Tonight, after another grueling training session, they were too wired to sleep. The stars were smeared across the sky, and the flight field shimmered under the light of the moons. It was quiet now, their boots brushing against the earth as they walked side by side—close, but not too close. Like always.
Bodhi smiled at her out of the corner of his eye, soft and boyish, the kind of smile he rarely let anyone else see. She didn’t return it, but he didn’t expect her to. That was the thing about her—she gave nothing away unless she wanted to, and gods, did he respect that.
The silence between them wasn’t awkward. It never was. It was easy. Familiar. So when he bumped his shoulder into hers, it wasn’t to break the quiet, but to claim a small piece of it. Her glare was immediate, sharp enough to cut through steel, but he only chuckled and jerked his chin toward a gnarled old tree just beyond the edge of the field.
Their tree.
He’d started calling it that ages ago. They always ended up there, whether to eat, talk, or just sit in wordless companionship. It had become theirs, even if she’d never say it out loud.

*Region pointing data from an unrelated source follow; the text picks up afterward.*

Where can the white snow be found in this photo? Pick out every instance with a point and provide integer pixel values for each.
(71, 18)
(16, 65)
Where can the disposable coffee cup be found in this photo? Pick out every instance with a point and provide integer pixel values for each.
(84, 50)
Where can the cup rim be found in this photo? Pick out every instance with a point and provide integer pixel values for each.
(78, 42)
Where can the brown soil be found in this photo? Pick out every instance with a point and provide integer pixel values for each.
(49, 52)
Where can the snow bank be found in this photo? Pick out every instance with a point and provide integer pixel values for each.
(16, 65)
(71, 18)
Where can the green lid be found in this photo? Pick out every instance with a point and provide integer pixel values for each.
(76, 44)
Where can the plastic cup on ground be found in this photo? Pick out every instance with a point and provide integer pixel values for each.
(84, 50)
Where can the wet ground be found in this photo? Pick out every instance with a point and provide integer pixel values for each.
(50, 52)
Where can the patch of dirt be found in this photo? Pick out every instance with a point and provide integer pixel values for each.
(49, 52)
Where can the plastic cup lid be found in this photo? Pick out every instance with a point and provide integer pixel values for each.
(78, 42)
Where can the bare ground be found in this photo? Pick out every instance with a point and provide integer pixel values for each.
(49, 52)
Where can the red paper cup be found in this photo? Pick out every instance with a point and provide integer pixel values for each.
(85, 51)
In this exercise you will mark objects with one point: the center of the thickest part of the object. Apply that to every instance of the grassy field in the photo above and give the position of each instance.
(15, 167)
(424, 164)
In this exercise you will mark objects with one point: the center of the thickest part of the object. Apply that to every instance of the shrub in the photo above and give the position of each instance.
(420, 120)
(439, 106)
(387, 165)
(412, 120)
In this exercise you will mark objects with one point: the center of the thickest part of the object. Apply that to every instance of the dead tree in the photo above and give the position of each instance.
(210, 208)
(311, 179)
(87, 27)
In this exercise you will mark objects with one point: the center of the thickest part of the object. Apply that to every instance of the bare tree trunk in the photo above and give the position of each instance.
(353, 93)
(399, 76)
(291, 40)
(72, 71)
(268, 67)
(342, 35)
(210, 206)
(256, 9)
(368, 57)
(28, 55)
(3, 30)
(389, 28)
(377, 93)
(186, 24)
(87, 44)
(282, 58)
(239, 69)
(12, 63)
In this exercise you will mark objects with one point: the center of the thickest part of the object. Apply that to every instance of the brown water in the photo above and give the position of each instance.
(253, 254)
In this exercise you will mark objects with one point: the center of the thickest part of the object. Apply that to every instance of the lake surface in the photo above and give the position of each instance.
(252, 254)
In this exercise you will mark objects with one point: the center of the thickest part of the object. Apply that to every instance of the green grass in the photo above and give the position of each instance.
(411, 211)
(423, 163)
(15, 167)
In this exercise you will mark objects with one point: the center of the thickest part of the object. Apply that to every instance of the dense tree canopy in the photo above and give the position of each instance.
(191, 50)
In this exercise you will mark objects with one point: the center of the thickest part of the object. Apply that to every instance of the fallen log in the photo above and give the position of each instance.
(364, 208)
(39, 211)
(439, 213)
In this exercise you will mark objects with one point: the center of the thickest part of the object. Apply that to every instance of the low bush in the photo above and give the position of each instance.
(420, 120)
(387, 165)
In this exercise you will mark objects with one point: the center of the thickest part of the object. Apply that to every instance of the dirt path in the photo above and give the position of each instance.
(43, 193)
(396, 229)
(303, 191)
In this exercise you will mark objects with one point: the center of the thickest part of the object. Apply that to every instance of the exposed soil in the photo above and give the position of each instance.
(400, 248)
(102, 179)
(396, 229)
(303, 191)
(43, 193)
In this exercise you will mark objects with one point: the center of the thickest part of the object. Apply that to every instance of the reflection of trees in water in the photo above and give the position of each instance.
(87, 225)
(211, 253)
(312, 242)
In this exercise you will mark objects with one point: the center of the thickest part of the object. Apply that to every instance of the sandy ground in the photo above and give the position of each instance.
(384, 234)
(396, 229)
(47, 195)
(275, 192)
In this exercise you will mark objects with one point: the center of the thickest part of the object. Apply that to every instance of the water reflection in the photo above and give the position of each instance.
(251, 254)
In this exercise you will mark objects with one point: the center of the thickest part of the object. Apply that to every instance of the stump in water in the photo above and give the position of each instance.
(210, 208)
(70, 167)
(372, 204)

“Race you,” he said, mischief curling in his voice. “Loser owes the winner... something.”
Her brow arched, and he swore he saw the tiniest twitch of a smile at the corner of her lips. She didn’t need to say anything—he saw the challenge spark in her eyes like lightning.
Before he could blink, she was off. He cursed and bolted after her.
He was faster. Usually.
But she was clever. Slippery.
They tore across the field like children, laughing under their breath, hearts thudding with something more than adrenaline. And just as she started to pull ahead, he reached out and shoved her lightly—playfully—making her stumble with a muttered curse.

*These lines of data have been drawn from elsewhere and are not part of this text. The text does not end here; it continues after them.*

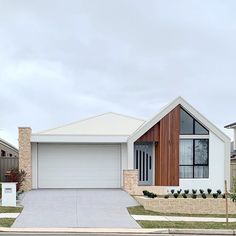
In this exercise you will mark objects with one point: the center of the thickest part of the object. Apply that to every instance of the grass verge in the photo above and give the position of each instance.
(186, 225)
(139, 210)
(6, 222)
(10, 209)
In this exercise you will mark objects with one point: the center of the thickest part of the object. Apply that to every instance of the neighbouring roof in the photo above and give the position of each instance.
(104, 124)
(6, 144)
(233, 125)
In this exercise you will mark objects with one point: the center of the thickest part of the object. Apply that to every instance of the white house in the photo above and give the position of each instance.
(178, 148)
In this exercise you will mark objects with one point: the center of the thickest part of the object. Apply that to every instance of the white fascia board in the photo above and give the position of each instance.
(78, 138)
(178, 101)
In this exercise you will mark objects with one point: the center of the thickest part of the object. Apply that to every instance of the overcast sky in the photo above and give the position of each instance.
(61, 61)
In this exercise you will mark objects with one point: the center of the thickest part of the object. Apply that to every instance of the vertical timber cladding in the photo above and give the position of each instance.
(167, 150)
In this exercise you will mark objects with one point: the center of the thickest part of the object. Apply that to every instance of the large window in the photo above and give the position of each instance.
(194, 155)
(189, 125)
(194, 150)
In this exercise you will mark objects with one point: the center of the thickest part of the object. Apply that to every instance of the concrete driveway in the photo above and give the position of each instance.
(76, 208)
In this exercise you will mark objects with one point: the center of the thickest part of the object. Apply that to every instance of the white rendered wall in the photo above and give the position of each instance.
(123, 153)
(217, 161)
(124, 159)
(34, 154)
(235, 138)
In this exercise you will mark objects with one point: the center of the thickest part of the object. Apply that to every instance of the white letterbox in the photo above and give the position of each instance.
(8, 194)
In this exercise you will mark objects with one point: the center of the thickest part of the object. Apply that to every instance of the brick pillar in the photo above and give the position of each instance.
(130, 181)
(25, 162)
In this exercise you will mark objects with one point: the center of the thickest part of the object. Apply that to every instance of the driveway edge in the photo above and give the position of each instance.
(120, 230)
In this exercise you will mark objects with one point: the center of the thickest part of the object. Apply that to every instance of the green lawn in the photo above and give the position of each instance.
(139, 210)
(186, 225)
(10, 209)
(6, 222)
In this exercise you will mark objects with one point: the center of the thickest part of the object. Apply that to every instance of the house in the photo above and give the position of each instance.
(7, 149)
(178, 148)
(233, 144)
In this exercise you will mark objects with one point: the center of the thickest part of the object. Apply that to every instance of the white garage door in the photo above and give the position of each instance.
(78, 166)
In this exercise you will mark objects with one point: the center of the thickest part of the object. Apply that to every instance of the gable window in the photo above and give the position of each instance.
(194, 148)
(189, 125)
(194, 158)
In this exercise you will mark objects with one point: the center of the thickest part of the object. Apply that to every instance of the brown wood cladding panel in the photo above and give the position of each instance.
(167, 150)
(152, 135)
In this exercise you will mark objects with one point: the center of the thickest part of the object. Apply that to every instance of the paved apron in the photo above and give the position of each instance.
(76, 208)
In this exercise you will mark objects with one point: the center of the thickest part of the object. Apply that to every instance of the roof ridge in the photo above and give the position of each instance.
(88, 118)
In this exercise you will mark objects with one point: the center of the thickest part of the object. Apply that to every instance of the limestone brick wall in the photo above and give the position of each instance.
(25, 162)
(189, 205)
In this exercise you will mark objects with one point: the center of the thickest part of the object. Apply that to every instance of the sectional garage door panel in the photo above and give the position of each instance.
(78, 166)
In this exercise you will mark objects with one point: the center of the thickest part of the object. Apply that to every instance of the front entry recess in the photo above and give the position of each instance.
(143, 153)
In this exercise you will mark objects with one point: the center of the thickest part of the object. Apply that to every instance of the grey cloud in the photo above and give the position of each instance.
(64, 60)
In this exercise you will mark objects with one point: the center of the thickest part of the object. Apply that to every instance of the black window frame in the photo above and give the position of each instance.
(194, 120)
(193, 165)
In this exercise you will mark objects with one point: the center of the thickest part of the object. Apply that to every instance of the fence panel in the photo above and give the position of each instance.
(7, 163)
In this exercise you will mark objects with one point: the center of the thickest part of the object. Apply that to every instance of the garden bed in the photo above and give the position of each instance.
(186, 205)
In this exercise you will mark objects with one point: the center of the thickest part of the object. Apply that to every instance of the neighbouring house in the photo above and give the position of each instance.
(233, 144)
(177, 148)
(7, 149)
(9, 158)
(232, 153)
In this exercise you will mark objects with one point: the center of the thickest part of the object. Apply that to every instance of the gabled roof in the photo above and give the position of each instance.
(104, 124)
(230, 126)
(178, 101)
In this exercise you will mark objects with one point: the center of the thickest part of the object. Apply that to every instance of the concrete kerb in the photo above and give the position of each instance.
(120, 230)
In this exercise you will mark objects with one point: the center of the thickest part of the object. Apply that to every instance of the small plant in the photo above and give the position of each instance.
(234, 184)
(151, 195)
(201, 191)
(194, 191)
(15, 175)
(186, 191)
(176, 195)
(233, 197)
(209, 190)
(179, 191)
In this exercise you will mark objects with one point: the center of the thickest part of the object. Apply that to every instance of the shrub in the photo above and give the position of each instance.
(209, 191)
(234, 184)
(179, 191)
(15, 175)
(201, 191)
(151, 195)
(194, 191)
(233, 197)
(218, 191)
(176, 195)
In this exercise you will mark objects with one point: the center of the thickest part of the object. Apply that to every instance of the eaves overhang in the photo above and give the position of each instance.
(40, 138)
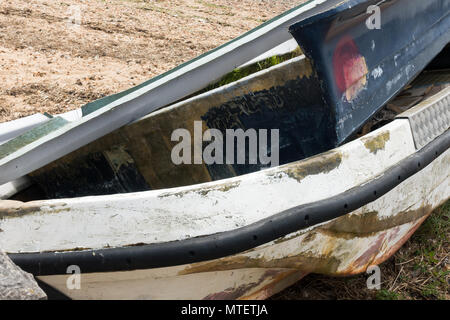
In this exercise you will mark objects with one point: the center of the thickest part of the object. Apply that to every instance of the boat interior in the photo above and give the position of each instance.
(281, 92)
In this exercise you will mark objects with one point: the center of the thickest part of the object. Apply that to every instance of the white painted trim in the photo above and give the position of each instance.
(179, 213)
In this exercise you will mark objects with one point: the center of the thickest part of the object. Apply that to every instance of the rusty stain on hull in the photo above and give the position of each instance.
(371, 222)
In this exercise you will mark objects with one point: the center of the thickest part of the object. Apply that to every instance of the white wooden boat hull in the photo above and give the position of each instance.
(366, 235)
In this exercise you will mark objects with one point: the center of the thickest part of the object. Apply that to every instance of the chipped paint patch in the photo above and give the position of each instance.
(377, 72)
(322, 163)
(225, 187)
(377, 143)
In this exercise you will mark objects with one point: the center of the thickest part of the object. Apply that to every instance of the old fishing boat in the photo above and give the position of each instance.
(361, 167)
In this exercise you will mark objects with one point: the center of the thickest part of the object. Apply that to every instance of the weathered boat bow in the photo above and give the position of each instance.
(361, 64)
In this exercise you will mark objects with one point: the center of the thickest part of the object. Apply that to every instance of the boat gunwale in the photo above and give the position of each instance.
(215, 246)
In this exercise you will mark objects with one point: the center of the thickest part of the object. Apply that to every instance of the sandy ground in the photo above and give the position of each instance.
(56, 56)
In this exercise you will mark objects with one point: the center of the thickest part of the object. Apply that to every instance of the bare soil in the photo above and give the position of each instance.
(53, 59)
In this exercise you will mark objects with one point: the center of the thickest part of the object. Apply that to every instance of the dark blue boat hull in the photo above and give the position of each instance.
(360, 69)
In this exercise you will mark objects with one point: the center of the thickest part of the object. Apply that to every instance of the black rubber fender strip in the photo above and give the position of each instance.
(236, 241)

“Asshole,” she breathed, half-laughing, half-scowling as she righted herself.
He didn’t wait. He launched forward, throwing himself toward the tree, hands slapping the bark as he turned to face her with a cocky grin.
“Winner.” He tilted his head, breathing hard, eyes shining with triumph. “Now, my prize.”

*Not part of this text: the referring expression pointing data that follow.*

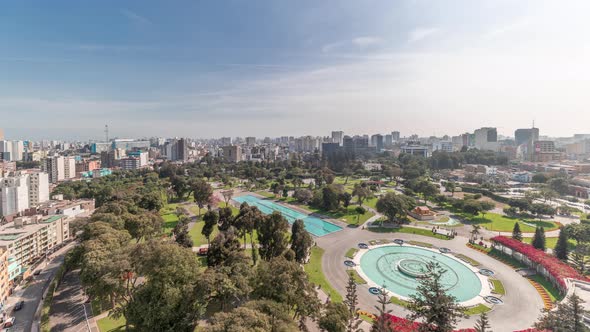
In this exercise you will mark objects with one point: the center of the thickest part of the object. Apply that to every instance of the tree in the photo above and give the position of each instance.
(579, 257)
(202, 192)
(394, 206)
(437, 310)
(329, 198)
(561, 249)
(362, 192)
(272, 235)
(223, 247)
(303, 196)
(351, 302)
(334, 318)
(539, 238)
(210, 218)
(382, 323)
(359, 210)
(516, 232)
(450, 186)
(286, 282)
(181, 234)
(227, 196)
(482, 324)
(569, 316)
(301, 241)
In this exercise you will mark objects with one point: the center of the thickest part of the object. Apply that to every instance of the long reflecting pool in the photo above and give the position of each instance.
(399, 269)
(313, 225)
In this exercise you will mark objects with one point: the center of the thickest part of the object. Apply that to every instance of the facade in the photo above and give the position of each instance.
(232, 153)
(38, 183)
(29, 239)
(14, 195)
(486, 139)
(337, 137)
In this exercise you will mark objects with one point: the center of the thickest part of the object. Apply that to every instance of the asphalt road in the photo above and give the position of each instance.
(32, 294)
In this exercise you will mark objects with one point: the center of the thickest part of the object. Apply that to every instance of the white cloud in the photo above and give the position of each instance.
(421, 33)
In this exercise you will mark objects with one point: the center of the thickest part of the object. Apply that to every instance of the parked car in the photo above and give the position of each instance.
(9, 322)
(19, 305)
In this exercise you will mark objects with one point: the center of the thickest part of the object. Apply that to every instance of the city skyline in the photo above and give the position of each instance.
(270, 69)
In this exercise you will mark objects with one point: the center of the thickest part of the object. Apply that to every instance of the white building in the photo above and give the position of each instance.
(14, 194)
(486, 139)
(38, 188)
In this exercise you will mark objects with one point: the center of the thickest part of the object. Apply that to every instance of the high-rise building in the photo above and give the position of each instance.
(232, 153)
(486, 139)
(38, 183)
(250, 141)
(14, 194)
(337, 137)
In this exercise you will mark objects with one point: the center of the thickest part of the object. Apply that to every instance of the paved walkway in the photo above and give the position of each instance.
(522, 304)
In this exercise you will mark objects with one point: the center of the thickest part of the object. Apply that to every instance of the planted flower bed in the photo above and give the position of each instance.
(551, 267)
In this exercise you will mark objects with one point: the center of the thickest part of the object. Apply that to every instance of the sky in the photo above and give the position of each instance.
(273, 68)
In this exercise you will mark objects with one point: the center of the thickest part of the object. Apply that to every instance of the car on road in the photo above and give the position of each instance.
(19, 305)
(9, 322)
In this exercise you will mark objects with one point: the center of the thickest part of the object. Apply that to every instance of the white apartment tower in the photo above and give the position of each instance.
(14, 194)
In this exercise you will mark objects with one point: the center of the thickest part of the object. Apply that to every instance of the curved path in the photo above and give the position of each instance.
(522, 304)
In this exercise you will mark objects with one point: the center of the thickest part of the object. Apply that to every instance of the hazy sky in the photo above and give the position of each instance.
(273, 67)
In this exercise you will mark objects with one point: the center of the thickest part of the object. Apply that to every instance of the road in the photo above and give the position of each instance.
(32, 294)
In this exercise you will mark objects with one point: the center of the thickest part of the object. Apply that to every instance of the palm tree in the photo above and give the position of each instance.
(475, 232)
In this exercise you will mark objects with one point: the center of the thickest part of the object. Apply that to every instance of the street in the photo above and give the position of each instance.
(31, 295)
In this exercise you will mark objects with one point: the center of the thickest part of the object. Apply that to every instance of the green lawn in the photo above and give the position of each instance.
(357, 278)
(351, 252)
(108, 324)
(477, 310)
(501, 223)
(498, 287)
(550, 242)
(408, 230)
(316, 276)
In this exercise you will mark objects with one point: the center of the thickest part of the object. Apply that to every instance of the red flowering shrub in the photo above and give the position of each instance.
(558, 269)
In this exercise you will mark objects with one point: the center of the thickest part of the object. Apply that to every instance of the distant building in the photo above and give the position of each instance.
(250, 141)
(337, 137)
(486, 139)
(232, 153)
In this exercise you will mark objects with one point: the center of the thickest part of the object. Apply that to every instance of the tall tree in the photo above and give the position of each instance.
(561, 249)
(301, 241)
(569, 316)
(437, 310)
(482, 324)
(383, 322)
(210, 218)
(516, 232)
(539, 238)
(351, 302)
(272, 235)
(202, 193)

She caught up a second later, flushed and winded, glaring up at him through a curtain of loose hair. But her eyes weren’t cold. Not really. Not tonight. He saw the warmth hiding in their depths, the way her lips parted just slightly like she might say something.
And he wanted to close the space between them. Gods, he wanted to.
Maybe love was reckless. Maybe it got people killed.
But standing there under the stars, shadows curling lazily around his boots, her laughter still ringing in his ears, Bidhi thought maybe—maybe—some things were worth the risk.